As an equine fitness enthusiast, I occasionally end up helping students develop rehabilitation programs for their horses after injury or prolonged layup. This is never a bright time. Faced with wasted muscles or lower legs mottled with inflammation or hooves with sections missing, owners look at their steeds warily. How will they ever perform normally again?

While optimism can be a challenge, I take every chance I can to remind students that this phase has a silver lining. By the fact that so much confinement and downtime has robbed your horse of movement and muscular tone, you now have the chance to rebuild him from scratch. This means you can entirely erase old movement patterns or unwanted habits he had prior to the layoff.

Consider Bentley, for example. Bentley is a sweet Fox Trotter that I saw monthly for clinics over the past year. Like many horses new to dressage, he was VERY one-sided. He traveled by twisting his nose to the right and carrying his ears unlevel. His bends and circles to the right were disorganized; he struggled to maintain a steady rhythm. All this asymmetry made his trot irregular and laboured. Then a few months ago, he sustained an injury to his rear fetlock and spent two months on stall rest with daily hand walks.
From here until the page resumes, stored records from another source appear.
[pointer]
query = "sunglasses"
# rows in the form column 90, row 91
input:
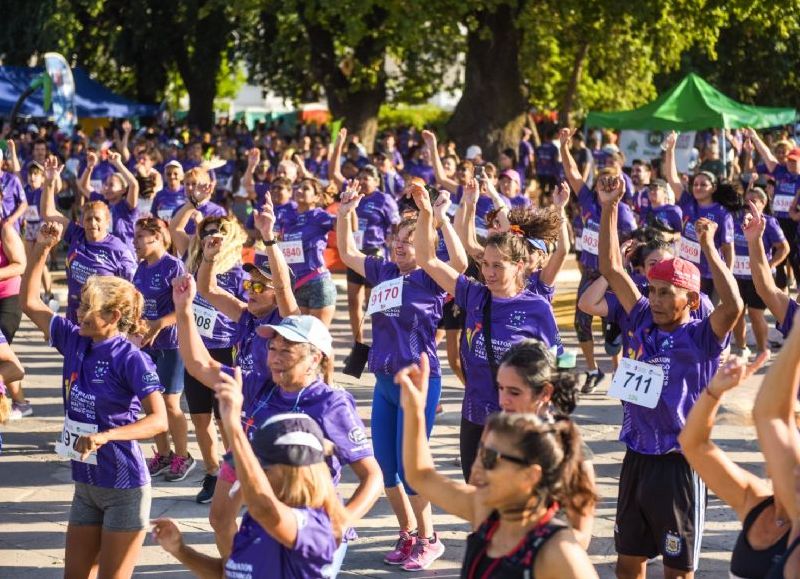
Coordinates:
column 490, row 456
column 255, row 287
He has now been cleared by the vets to begin short walking sessions under saddle. He is weak, unfit, and a little stir crazy. But he is also a clean slate. He has had months without accessing his habitual movement patterns, or in his case the crookedness on his right side. So, yes, it would be lovely if he were not limited to only a minimal rehab schedule right now and his rider were able to trail ride and take him to ranch riding competitions as she wants to. But on the other hand, these next few weeks are going to make Bentley a better athlete in the long run. As he slowly rebuilds his neuromuscular system, he stands a chance to be more symmetrical than he ever has.

In his first week back under saddle, our program goes as follows: I hand walk him for 10 minutes to get joint fluids circulating and soft tissues stimulated. Then I get on and ride him in a marching walk for 20 minutes, primarily on straight lines, with 15-second bouts of trotting interspersed. Afterwards, I ice his fetlock. We do this routine twice per day.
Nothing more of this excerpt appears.